Cela peut ressembler au début d’un film catastrophe mélodramatique, mais l’astéroïde mesurait un peu plus de six pieds de long, un pipsqueak sans menace. Et M. Srneczky s’est senti ravi.

J’ai souvent rêvé d’une telle découverte, mais cela semblait impossible, dit-il.

Non seulement il avait aperçu un nouvel astéroïde, mais il en avait détecté un juste avant qu’il ne frappe la planète Terre, ce n’est que la cinquième fois qu’une telle découverte était faite. L’objet, nommé plus tard 2022 EB5, était peut-être inoffensif, mais il s’est avéré être un bon test des outils que la NASA a construits pour défendre notre planète et ses habitants d’une collision avec une roche plus menaçante de l’espace.

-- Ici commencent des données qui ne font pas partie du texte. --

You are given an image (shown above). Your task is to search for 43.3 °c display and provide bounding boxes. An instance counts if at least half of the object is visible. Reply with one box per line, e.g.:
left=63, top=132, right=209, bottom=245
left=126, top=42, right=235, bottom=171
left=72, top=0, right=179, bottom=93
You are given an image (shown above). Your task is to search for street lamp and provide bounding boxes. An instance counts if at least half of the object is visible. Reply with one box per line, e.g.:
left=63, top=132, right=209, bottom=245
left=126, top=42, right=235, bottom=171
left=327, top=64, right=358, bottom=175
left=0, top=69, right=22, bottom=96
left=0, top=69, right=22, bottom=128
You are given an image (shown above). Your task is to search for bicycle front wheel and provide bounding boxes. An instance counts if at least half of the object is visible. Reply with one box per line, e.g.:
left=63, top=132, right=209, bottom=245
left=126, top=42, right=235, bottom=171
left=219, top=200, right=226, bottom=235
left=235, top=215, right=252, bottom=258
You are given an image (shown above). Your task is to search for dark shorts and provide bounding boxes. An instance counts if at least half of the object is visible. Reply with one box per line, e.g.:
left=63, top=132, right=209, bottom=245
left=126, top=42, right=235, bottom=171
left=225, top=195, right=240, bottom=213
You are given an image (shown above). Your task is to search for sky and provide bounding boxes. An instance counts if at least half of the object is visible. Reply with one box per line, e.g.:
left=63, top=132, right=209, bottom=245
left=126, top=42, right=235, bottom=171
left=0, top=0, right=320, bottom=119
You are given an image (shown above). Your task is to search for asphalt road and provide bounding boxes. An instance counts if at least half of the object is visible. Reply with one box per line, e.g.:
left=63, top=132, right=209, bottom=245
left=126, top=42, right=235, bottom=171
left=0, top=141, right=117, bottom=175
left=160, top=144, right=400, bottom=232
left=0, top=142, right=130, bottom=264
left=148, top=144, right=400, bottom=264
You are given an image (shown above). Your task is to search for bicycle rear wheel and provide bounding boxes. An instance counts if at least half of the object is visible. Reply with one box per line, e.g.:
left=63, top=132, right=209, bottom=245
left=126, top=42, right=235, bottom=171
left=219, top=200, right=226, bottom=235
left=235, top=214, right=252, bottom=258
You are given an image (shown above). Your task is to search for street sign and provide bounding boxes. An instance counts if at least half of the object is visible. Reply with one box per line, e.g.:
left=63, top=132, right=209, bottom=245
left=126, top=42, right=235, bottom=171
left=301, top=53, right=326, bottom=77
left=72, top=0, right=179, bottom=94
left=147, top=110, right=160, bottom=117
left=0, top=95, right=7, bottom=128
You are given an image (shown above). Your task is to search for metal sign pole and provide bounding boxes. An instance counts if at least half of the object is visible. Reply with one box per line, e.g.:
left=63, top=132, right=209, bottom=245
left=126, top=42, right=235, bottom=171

L’un de ces systèmes, Scout, est un logiciel qui utilise les observations d’astronomes d’objets géocroiseurs et détermine approximativement où et quand leurs impacts peuvent se produire. Dans l’heure qui a suivi la détection de 2022 EB5, M. Srneczky a partagé ses données et elles ont été rapidement analysées par Scout. Même si 2022 EB5 allait frapper la Terre deux heures seulement après sa découverte, le logiciel a réussi à calculer qu’il entrerait dans l’atmosphère au large de la côte est du Groenland. Et à 17 h 23, heure de l’Est, le 11 mars, c’est exactement ce qu’il a fait, explosant dans les airs.

Ce fut une heure et demie merveilleuse dans ma vie, a déclaré M. Srneczky.

Bien que EB5 soit maigre, il ne faut pas un énorme saut de taille pour qu’un astéroïde devienne une menace. Le rocher de 55 pieds qui a explosé au-dessus de la ville russe de Tcheliabinsk en 2013, par exemple, a déclenché une explosion équivalente à 470 kilotonnes de TNT, brisant des milliers de fenêtres et blessant 1 200 personnes. Que Scout puisse tracer avec précision la trajectoire d’un astéroïde plus petit offre une forme de réconfort. Si elle est repérée à temps, une ville confrontée à une future roche spatiale de type Tcheliabinsk peut au moins être avertie.

Il faut normalement quelques jours d’observations pour confirmer l’existence et l’identité d’un nouvel astéroïde. Mais si cet objet s’avère être une roche spatiale petite mais dangereuse qui était sur le point de frapper la Terre, décider d’attendre d’abord ces données supplémentaires pourrait avoir des résultats désastreux. C’est pourquoi nous avons développé Scout, a déclaré Davide Farnocchia, ingénieur en navigation au Jet Propulsion Laboratory qui a développé le programme, qui a été lancé en 2017.

Scout regarde constamment les données publiées par le Minor Planet Center, un centre d’échange à Cambridge, Mass., qui note les découvertes et les positions des petits objets spatiaux. Ensuite, le logiciel essaie de déterminer si quelque chose se dirige vers la Terre, a déclaré le Dr Farnocchia.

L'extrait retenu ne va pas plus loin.